Görüntülediğiniz mahkeme kararı kesinleşmiş bir karardır.

T.C.
İSTANBUL
BÖLGE ADLİYE MAHKEMESİ
37. HUKUK DAİRESİ
DOSYA NO: 2018/1817
KARAR NO : 2018/2034
KARAR TARİHİ: 22/11/2018
T Ü R K M İ L L E T İ A D I N A
İ S T İ N A F K A R A R I
İNCELENEN KARARIN
MAHKEMESİ: BAKIRKÖY 7. ASLİYE TİCARET MAHKEMESİ
TARİHİ : 16/05/2018
NUMARASI : 2018/460 2018/483
DAVANIN KONUSU : Menfi Tespit (İnanç Sözleşmesinden Kaynaklanan)
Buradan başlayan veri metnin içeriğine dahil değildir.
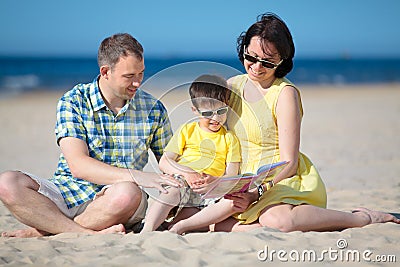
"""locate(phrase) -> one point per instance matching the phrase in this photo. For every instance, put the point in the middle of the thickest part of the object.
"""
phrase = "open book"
(241, 183)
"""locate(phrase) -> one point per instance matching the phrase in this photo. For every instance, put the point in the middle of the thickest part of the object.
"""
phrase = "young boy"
(198, 149)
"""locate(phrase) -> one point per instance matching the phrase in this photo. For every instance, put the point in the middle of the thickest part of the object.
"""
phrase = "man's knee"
(8, 185)
(125, 199)
(282, 221)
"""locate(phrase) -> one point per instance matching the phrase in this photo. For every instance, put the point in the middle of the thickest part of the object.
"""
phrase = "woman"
(268, 113)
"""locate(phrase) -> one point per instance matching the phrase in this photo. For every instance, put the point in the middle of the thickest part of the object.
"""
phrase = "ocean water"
(19, 74)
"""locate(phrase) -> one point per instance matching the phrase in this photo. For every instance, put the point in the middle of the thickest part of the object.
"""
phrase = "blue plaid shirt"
(120, 140)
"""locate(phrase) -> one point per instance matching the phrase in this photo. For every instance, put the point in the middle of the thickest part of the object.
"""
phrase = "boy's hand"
(202, 185)
(241, 201)
(192, 177)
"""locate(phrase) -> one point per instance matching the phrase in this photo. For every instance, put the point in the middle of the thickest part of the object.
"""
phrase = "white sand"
(350, 133)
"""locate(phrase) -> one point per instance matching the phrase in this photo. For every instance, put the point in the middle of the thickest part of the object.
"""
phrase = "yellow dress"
(255, 125)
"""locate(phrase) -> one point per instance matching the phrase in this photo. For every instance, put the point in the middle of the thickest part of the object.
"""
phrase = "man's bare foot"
(115, 229)
(377, 216)
(25, 233)
(32, 232)
(176, 229)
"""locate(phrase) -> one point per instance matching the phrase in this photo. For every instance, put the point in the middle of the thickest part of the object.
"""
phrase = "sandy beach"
(351, 133)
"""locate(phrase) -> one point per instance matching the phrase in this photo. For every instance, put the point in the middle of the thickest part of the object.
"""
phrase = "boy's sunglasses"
(265, 63)
(211, 113)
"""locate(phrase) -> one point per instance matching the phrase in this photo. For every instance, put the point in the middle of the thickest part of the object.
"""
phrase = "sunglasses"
(265, 63)
(211, 113)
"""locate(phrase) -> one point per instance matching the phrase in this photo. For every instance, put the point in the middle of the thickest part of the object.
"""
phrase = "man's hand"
(241, 201)
(154, 180)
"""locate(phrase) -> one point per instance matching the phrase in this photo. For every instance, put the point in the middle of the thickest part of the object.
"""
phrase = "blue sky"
(354, 28)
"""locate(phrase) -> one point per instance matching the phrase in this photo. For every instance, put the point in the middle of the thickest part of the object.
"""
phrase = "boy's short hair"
(207, 88)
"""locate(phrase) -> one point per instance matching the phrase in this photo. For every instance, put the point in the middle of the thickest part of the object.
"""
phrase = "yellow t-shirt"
(204, 151)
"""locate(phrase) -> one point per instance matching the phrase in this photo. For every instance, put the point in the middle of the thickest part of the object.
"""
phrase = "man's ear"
(104, 71)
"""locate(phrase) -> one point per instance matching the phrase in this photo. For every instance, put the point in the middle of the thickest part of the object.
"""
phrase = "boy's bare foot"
(24, 233)
(377, 216)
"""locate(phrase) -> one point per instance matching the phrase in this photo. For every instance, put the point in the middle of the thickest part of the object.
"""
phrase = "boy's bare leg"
(209, 215)
(19, 194)
(117, 205)
(160, 208)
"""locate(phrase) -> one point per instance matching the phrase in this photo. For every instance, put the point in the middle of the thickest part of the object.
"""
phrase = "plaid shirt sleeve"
(162, 132)
(69, 120)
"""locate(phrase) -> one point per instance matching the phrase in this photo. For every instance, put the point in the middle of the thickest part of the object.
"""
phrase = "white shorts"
(51, 191)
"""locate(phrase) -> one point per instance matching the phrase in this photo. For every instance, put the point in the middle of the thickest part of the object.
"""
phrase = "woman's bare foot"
(175, 228)
(377, 216)
(24, 233)
(115, 229)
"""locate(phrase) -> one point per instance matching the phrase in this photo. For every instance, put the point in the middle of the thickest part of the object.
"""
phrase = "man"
(104, 130)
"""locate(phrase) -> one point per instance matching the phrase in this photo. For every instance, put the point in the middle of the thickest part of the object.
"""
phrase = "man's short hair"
(116, 46)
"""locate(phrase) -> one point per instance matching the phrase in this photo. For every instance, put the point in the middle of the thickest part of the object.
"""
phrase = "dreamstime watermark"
(339, 253)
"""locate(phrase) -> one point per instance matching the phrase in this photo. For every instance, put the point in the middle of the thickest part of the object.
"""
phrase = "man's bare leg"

Taraflar arasındaki menfi tespit istemine ilişkin davada Küçükçekmece 5. Asliye Hukuk ve Bakırköy 7. Asliye Ticaret Mahkemelerince ayrı ayrı görevsizlik kararı verilmesi nedeni ile yargı yerinin belirlenmesi için gönderilen dosya içindeki tüm belgeler incelendi, gereği düşünüldü:
K A R A R
Dava, davacının düzenlediği senedin tahsili amacıyla başlatılan icra takibinin iptali ve senet dolayısıyla borçlu olmadığının tespiti istemine ilişkindir.
Küçükçekmece 5.Asliye Hukuk Mahkemesince, uyuşmazlığın kıymetli evrak niteliğindeki bonodan kaynaklandığı, bononu Türk Ticaret Kanununda düzenlenmiş oylası sebebiyle TTK 4/1-a ve 5/1 maddeleri gereğince davanın Asliye Ticaret Mahkemesinde görülmesi gerektiği gerekçesiyle görevsizlik yönünde hüküm kurulmuştur.
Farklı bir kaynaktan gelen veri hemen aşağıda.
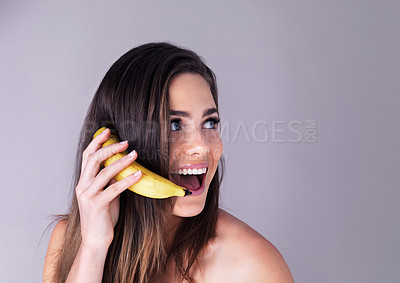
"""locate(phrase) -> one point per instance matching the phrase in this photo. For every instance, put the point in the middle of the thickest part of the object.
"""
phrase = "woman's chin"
(189, 206)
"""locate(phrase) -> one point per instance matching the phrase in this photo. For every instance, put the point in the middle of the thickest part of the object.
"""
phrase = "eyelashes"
(176, 123)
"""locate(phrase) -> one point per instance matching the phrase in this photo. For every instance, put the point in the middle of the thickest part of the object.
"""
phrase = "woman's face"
(195, 142)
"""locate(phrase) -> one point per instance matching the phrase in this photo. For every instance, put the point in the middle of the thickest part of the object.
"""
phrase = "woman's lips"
(195, 192)
(202, 187)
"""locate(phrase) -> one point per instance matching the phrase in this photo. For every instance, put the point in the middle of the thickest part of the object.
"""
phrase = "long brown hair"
(132, 100)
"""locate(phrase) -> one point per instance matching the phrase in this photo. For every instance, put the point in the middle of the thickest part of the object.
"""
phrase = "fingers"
(94, 160)
(117, 188)
(105, 175)
(93, 146)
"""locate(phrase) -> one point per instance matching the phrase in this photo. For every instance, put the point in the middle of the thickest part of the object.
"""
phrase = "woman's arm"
(98, 200)
(53, 250)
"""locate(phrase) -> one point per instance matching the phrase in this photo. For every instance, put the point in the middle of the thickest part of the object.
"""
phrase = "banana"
(151, 184)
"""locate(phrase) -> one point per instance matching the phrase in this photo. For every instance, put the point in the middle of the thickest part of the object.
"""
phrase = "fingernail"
(131, 154)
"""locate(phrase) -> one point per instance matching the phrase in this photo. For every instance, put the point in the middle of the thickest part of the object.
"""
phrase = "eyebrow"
(186, 114)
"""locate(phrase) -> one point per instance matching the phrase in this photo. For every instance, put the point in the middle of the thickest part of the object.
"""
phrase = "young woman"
(162, 101)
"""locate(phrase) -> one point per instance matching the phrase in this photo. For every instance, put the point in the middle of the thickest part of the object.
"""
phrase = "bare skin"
(236, 254)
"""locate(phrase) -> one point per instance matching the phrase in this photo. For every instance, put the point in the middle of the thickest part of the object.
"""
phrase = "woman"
(162, 102)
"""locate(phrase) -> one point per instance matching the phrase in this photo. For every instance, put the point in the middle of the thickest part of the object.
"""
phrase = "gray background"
(330, 205)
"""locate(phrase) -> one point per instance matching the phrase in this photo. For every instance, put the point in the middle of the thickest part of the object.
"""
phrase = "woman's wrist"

Bakırköy 7. Asliye Ticaret Mahkemesi ise, “somut olayda, davacı tarafından dava dilekçesinde belirtildiği üzere ihtilafa konu senedin Borçlar Kanununda sayılan irade fesadı hallerinden tehdit olgusu ile intikalinden bahsedilmektedir. Aralarındaki ilişki ticari ilişki değil gönül ilişkisinden ve devamından bahsedilmektedir. Dosyadaki beyan ve açıklamalara göre taraflar arasında senedin verilmesine esas teşkil edecek bir temel ilişki kurulmadığı ve bulunmadığı, bu itibarla açıklanan şekilde senedin alınmasına sebep bir temel ilişkinin dahi vasıflandırılmasının yapılamadığı, dosyadaki beyanlar ve açıklamalara göre senetten dolayı borçlu olunmadığına ilişkin menfi tespit davasının görülmesinin açıklanan bu gerekçelerle Ticaret Mahkemesi görevi kapsamında olmadığı; BK.’da düzenlenen irade fesadı hallerinden olan tehdit olgusu ile davacının iradesi hilafına senedin imzalandığı iddia edildiğinden, mal varlığı hakları ihlal edilen davacının açtığı bu davanın Asliye Hukuk Mahkemesinde görülmesi gerektiği anlaşılmaktadır.” gerekçesi ile karşı görevsizlik kararı verilmiştir.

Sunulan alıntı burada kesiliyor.